Insights

Student Housing, PNRR Funding and Tax Incentives for Deeds Relating to Student Accommodation

The Italian Tax Authority has addressed the exemption from registration tax and stamp duty applicable to deeds relating to properties intended for student accommodation in the context of projects financed under the National Recovery and Resilience Plan (PNRR).

Article 1-bis, paragraph 10, of Law No. 338/2000 provides for an exemption from registration tax and stamp duty for deeds concerning properties intended for university student housing entered into in connection with proposals admitted to PNRR funding.

The case addressed in ruling No. 60 of 3 March concerns an operator that applied to the Ministry of Universities and Research (“MUR”) for PNRR funding and intends to acquire a property to be used as student accommodation as part of a transfer of a business unit.

With regard to deeds for the acquisition of real estate, the tax incentive essentially applies to purchasers acquiring properties from private individuals or properties included in a business unit. In both cases, the transaction falls outside the scope of VAT and, in the absence of the above-mentioned tax relief, would ordinarily be subject to proportional registration tax (9%) and stamp duty.
The Tax Authority clarifies both the scope of application of the tax relief and the timing requirements for the real estate deed in order to benefit from the exemption.

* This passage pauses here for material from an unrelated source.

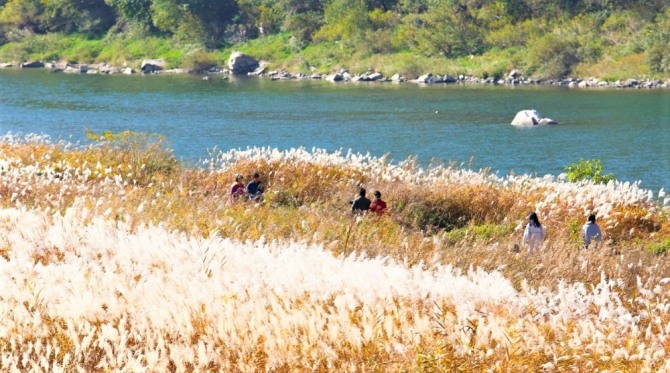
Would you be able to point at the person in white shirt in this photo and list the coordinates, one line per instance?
(533, 234)
(591, 231)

The transfer of a business unit including a property intended for student accommodation may fall within the category of deeds concerning properties intended for university student housing entered into in connection with proposals admitted to PNRR funding. Accordingly, such a deed may benefit from the exemption from registration tax and stamp duty, limited to the portion relating to the property intended for student accommodation.

A timing requirement also applies: the tax relief applies only to deeds executed after admission to the PNRR funding pursuant to Article 2 of Ministerial Decree No. 481 of 2024. Conversely, deeds executed after the submission of the application to the MUR but before admission to PNRR funding would not benefit from the exemption from registration tax and stamp duty.

Specifically, the ruling states that “once the applicant becomes the recipient of the public funding in question and, therefore, where the proposal has been admitted to funding pursuant to Article 2 of the above-mentioned Ministerial Decree No. 481 of 2024, the applicant may benefit from the tax incentives provided for under Article 1-bis, paragraph 10 of Law No. 338 of 2000 and, in particular, from the exemption from stamp duty and registration tax”.

The interpretation provided in the ruling regarding the timing requirement does not appear entirely convincing. The ruling appears to rely mainly on Article 18 of Ministerial Decree No. 481 of 2024, according to which “entities responsible for projects admitted to funding benefit from the applicable tax incentives”, including those provided for under Article 1-bis, paragraph 10.

However, there are systematic arguments supporting the application of the tax relief also to deeds executed after the submission of the application for PNRR funding and before the formal admission to the funding.

For instance, the statutory provision introducing the tax incentive (Article 1-bis, paragraph 10 of Law No. 338/2000) refers to deeds entered into “in connection with” proposals admitted to PNRR funding, without expressly requiring that the deed be executed only after the formal admission to funding.
Moreover, the applicable rules provide for the revocation of the tax incentive where certain requirements cease to be met after admission to PNRR funding. This mechanism appears consistent with a tax relief potentially granted to deeds executed during the period between the submission of the application to the MUR and the formal admission to PNRR funding.

According to the current position of the Tax Authority, as expressed in the ruling, deeds relating to properties intended for student accommodation executed between the submission of the application and the formal admission to PNRR funding would not qualify for the tax incentive, even if the property were subsequently admitted to PNRR funding.
This issue directly affects the scope of application of the tax relief. Limiting the benefit only to deeds executed after admission to PNRR funding may, in practice, significantly reduce the effectiveness of the tax incentive.